Pendant deux jours, j'ai partagé la vie de cette famille : nous avons mangée ensemble, assis sur nos genoux autour d'une table basse couvertes d'une multitude de petits plats. L'exercice m'a demandé une certaine endurance – après une demi-heure dans cette posture, j'ai commencé à me demander pourquoi un peuple si évolué n'avait pas pensé à utiliser…la chaise ! Mais le raffinement et la variété des repas faisaient vite oublier ces fourmillements dans les jambes.

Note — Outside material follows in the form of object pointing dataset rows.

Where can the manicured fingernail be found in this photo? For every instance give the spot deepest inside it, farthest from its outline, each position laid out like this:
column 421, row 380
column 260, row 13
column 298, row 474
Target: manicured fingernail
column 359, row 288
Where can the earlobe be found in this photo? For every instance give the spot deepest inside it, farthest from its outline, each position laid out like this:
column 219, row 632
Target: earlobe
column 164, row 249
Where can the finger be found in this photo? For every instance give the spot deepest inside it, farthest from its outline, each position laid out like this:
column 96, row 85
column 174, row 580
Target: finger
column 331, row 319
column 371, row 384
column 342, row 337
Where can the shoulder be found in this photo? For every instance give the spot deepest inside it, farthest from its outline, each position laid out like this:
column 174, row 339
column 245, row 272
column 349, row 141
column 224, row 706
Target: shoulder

Deux heures de préparation pour un festin minutieux, colore et pourtant très quotidien. J'ai acheté une bouteille de vin, nous avons ri ensemble, comme si je faisais partie de la maison.

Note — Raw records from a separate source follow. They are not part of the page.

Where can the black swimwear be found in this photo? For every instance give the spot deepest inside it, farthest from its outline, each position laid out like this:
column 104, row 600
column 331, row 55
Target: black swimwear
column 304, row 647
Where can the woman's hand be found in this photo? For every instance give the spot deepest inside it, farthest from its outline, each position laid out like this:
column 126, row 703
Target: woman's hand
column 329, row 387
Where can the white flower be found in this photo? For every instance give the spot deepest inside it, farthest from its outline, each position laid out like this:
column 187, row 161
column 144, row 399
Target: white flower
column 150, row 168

Et puis, j'ai découvert un détail inattendu : ma logeuse était en réalité dessinatrice de mangas érotiques. Une révélation surprenante, mais aussi très japonaise dans ce contraste entre vie familiale discrète et univers artistique plus sulfureux. J'ai même pu jeter un œil à son travail : un monde à la fois étrange et fascinant, qui tranchait avec l'image paisible de la maison. Cela m'a rappelé Out, où la banalité du quotidien cache des zones d'ombres insoupçonnées.
Mima restera pour moi une étape douce et déroutante : une immersion locale où se sont mêlés l'hospitalité, tradition artisanale et surprises inattendues. Un Japon intime, que je n'aurais jamais pu découvrir sans ce détour.